As Leonardo was born in 1452, he says, we may presume his mind to have been in full expansion before 1490. His Treatise on Painting is known as a very early disquisition of the rules of the art. But his greatest literary distinction is derived from those short fragments of his unpublished writings that appeared not many years since; and which, according, at least, to our common estimate of the age in which he lived, are more like revelations of physical truths vouchsafed to a single mind, than the superstructure of its reasoning upon any established basis. The discoveries which made Galileo, and Kepler, and Mæstlin, and Maurolycus, and Castelli, and other names illustrious, the system of Copernicus, the very theories of recent geologers, are anticipated by Da Vinci, within the compass of a few pages, not perhaps in the most precise language, or on the most conclusive reasoning, but so as to strike us with something like the awe of preternatural knowledge.
In an age of so much dogmatism, he first laid down the grand principle of Bacon, that experiment and observation must be the guides to just theory in the investigation of nature. If any doubt could be harboured, not as to the right of Leonardo da Vinci to stand as the first name of the fifteenth century, which is beyond all doubt, but as to his originality in so many discoveries, which, probably, no one man, especially in such circumstances, has ever made, it must be on a hypothesis, not very untenable, that some parts of physical science had already attained a height which mere books do not record. The extraordinary works of ecclesiastical architecture in the Middle Ages, especially in the fifteenth century, as well as those of Toscanelli and Fioravanti, which we have mentioned, lend some countenance to this opinion; and it is said to be confirmed by the notes of Fra Mauro, a lay brother of a convent near Venice, on a planisphere constructed by him, and still extant. Leonardo himself speaks of the earth’s annual motion, in a treatise that appears to have been written about 1510, as the opinion of many philosophers in his age.[f]
Among the almost numberless scraps of manuscript left us by Leonardo is a letter which he addressed to Ludovico il Moro, duke of Milan, in 1483. The original of this letter exists in the author’s own orthography, and it gives his own estimate of his accomplishments at the age of thirty-one. It will be borne in mind, of course, that this letter is addressed to a prince who would be likely to value the services of a practical engineer more than those of a mere painter. This, no doubt, explains in part the subordinate place given to Leonardo’s capacity as sculptor and painter, which, as will be seen, is only mentioned after ten other specifications. Nevertheless, it was while in Milan that Leonardo executed his greatest work, the famous Last Supper. The letter is as follows:[a]
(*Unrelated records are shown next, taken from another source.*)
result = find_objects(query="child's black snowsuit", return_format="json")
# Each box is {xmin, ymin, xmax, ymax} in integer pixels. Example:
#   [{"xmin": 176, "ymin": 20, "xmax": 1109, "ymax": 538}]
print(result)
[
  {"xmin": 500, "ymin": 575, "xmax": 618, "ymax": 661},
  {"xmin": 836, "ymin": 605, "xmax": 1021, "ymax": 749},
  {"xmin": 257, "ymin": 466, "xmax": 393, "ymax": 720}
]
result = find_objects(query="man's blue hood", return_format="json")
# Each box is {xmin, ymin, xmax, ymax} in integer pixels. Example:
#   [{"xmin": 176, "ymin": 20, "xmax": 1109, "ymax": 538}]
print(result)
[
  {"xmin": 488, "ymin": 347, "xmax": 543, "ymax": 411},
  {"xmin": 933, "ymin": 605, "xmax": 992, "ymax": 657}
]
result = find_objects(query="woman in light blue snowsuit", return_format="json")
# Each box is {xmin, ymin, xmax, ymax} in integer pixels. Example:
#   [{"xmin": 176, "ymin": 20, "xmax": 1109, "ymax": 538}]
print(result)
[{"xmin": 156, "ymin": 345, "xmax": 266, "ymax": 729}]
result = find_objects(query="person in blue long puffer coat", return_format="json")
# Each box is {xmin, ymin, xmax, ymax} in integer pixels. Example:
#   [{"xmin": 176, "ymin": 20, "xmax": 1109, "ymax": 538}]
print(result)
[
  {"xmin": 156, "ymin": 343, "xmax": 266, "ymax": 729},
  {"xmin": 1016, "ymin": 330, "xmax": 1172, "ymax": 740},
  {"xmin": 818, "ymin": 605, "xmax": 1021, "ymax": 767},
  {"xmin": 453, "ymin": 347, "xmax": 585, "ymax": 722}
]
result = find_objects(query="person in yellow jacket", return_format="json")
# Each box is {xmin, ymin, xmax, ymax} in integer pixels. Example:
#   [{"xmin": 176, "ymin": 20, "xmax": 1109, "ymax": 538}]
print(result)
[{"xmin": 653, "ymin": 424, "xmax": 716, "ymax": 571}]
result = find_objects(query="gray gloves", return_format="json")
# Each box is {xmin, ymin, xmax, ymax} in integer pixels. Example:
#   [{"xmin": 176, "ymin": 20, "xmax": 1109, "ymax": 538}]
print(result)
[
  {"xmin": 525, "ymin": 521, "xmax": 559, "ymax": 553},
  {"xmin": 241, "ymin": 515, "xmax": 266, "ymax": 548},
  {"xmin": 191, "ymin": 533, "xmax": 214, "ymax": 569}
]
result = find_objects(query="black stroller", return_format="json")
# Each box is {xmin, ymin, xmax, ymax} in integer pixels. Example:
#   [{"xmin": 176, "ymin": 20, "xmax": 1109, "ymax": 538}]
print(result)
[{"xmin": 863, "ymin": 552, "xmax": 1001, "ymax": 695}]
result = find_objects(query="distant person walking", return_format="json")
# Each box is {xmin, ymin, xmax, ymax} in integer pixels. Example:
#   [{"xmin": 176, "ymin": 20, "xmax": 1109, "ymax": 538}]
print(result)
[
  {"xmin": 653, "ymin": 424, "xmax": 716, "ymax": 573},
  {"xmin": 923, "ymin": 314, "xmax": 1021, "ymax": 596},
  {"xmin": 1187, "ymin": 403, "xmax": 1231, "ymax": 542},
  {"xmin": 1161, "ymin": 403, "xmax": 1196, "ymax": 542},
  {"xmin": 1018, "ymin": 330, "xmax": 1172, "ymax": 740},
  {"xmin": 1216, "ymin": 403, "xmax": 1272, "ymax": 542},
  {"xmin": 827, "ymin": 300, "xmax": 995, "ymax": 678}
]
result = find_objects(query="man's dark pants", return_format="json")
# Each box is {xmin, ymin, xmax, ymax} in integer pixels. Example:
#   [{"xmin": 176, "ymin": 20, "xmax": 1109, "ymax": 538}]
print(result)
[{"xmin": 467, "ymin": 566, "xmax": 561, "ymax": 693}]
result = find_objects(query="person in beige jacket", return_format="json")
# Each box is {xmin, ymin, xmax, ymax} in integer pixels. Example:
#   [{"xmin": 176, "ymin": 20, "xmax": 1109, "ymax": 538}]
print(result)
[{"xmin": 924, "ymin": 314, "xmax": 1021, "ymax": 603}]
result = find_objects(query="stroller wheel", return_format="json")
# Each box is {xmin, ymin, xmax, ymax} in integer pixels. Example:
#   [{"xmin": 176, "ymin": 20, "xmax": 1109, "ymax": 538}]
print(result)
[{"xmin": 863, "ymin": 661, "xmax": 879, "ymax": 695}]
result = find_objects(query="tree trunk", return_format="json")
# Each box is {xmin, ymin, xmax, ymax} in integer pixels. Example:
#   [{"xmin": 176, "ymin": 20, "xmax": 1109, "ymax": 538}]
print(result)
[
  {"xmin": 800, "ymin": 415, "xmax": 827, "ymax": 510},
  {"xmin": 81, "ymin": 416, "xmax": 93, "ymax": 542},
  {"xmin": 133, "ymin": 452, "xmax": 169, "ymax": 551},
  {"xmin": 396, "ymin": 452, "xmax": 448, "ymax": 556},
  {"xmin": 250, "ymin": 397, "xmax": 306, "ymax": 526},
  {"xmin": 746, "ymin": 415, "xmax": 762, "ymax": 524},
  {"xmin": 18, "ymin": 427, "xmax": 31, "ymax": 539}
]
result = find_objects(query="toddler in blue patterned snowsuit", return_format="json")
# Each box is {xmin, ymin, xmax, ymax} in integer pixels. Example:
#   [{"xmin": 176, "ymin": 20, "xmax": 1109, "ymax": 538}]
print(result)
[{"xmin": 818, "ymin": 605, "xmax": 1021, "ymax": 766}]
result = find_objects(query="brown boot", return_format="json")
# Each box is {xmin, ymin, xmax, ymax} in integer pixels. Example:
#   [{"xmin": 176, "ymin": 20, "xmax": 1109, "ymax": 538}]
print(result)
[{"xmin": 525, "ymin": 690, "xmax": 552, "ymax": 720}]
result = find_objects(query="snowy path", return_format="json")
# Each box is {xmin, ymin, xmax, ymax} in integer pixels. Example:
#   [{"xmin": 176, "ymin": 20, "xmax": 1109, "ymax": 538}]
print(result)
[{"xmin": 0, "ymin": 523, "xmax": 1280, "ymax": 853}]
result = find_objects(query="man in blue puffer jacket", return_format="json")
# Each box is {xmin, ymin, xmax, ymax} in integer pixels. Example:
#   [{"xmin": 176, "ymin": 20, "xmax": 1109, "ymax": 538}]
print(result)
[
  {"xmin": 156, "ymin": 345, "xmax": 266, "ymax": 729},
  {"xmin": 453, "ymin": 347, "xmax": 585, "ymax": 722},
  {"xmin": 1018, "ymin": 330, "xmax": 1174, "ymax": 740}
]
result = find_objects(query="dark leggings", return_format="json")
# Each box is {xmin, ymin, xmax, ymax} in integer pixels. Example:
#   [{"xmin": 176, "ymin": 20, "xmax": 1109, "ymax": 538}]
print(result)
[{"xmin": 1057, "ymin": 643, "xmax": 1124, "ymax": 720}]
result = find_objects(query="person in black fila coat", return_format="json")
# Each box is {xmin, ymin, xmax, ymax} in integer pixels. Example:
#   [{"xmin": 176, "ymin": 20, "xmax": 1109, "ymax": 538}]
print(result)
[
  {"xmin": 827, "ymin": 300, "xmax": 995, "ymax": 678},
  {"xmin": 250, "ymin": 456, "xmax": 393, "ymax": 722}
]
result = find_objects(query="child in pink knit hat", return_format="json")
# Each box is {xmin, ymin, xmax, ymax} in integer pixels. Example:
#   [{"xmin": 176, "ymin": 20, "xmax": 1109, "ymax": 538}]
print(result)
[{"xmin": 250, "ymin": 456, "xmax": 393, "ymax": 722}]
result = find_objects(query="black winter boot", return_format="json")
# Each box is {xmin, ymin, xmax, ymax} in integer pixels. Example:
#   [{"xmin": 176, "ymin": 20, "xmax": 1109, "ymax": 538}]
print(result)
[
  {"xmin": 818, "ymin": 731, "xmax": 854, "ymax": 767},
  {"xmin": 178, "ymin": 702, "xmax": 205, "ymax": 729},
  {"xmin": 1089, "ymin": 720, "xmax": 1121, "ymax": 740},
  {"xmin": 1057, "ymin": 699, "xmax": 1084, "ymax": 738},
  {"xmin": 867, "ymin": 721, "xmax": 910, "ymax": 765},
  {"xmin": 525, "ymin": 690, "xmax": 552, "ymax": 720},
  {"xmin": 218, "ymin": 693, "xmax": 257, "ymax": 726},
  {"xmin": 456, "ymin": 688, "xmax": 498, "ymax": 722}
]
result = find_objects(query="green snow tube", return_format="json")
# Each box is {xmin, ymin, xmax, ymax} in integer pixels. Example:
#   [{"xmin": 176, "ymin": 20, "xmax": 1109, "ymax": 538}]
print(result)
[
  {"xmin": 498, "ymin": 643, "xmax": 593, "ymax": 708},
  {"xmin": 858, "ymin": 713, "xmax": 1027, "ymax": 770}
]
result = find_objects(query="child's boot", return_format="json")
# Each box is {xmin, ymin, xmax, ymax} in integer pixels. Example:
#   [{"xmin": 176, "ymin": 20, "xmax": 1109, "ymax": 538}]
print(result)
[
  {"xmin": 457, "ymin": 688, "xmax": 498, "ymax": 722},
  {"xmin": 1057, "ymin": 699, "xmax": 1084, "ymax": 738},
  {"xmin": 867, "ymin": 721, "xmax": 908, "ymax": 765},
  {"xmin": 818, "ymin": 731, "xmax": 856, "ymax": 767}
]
Having seen and sufficiently considered the works of all those who repute themselves to be masters and inventors of instruments for war, and found that the form and operation of these works are in no way different from those in common use, I permit myself, without seeking to detract from the merit of any other, to make known to your excellency the secrets I have discovered, at the same time offering with fitting opportunity, and at your good pleasure, to perform all those things which, for the present, I will but briefly note below.
(1) I have a method of constructing very light and portable bridges, to be used in the pursuit of, or retreat from, the enemy, with others of a stronger sort, proof against fire or force, and easy to fix or remove. I have also means for burning and destroying those of the enemy.
(2) For the service of sieges, I am prepared to remove the water from the ditches, and to make an infinite variety of fascines, scaling-ladders, etc., with engines of other kinds proper to the purposes of a siege.
(3) If the height of the defences or the strength of the position should be such that the place cannot be effectually bombarded, I have other means, whereby any fortress may be destroyed, provided it be not founded on stone.
(4) I have also most convenient and portable bombs, proper for throwing showers of small missiles, and with the smoke thereof causing great terror to the enemy, to his imminent loss and confusion.
(5) By means of excavations made without noise, and forming tortuous and narrow ways, I have means of reaching any given ... (point?), even though it be necessary to pass beneath ditches or under a river.
(6) I can also construct covered wagons, secure and indestructible, which, entering among the enemy, will break the strongest bodies of men; and behind these the infantry can follow in safety and without impediment.